That being said, the console output suggests that you only ever saw one face, so the above issue should not have been a factor. It also does not explain why you saw a console output of 8/11/2022 2:44:00 PM
followed by 8/11/2022 2:39:59 PM
. On the surface, it does appear as though your ReceiveImage
method is being invoked on the next message before the current task has completed, though I can't see why that would happen.
Could you share the entirety of your EmotionDetector
class and the main program code where you are instantiating and running your pipeline? Or better still, a reproducible test case that results in this exception being thrown? Other things I would suggest to debug this further would be to add more logging or try running in the debugger with exception settings set to break on all CLR exceptions.
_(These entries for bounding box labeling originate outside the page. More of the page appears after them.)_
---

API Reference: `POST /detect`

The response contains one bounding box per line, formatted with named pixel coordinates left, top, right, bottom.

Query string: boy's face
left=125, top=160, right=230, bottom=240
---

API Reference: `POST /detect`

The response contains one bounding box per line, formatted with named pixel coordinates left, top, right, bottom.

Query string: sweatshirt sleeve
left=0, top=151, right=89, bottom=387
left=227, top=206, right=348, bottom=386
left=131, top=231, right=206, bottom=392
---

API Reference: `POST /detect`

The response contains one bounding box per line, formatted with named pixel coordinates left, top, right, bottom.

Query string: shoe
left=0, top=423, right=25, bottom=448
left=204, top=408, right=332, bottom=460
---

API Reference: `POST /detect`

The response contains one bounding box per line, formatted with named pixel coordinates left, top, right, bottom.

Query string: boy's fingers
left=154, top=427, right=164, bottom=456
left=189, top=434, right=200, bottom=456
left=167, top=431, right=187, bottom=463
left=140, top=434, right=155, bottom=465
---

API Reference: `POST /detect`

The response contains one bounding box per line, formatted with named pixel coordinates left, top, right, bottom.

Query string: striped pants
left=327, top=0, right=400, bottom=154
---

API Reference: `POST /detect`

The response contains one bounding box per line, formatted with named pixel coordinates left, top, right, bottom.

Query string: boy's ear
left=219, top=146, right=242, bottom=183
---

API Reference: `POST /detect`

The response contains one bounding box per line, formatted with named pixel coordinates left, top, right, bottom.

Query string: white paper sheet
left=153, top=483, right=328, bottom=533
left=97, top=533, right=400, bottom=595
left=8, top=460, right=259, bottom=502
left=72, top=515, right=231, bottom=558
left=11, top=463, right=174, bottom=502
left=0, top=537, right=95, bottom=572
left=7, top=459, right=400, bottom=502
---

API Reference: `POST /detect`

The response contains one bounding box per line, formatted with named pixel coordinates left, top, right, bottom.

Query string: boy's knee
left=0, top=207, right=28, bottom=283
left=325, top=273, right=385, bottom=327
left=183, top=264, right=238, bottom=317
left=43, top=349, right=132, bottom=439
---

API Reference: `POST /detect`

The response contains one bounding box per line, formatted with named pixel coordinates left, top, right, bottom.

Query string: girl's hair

Sure. Thanks for the help! Here's the entire code, and it regenerates the timestamp not strictly increasing exception:
Program.cs
using System;
using Microsoft.Psi;
using Microsoft.Psi.Media;
using System.IO;
namespace storeRAVDESS
{
class Program
{
// From your Face subscription in the Azure portal, get your subscription key and endpoint.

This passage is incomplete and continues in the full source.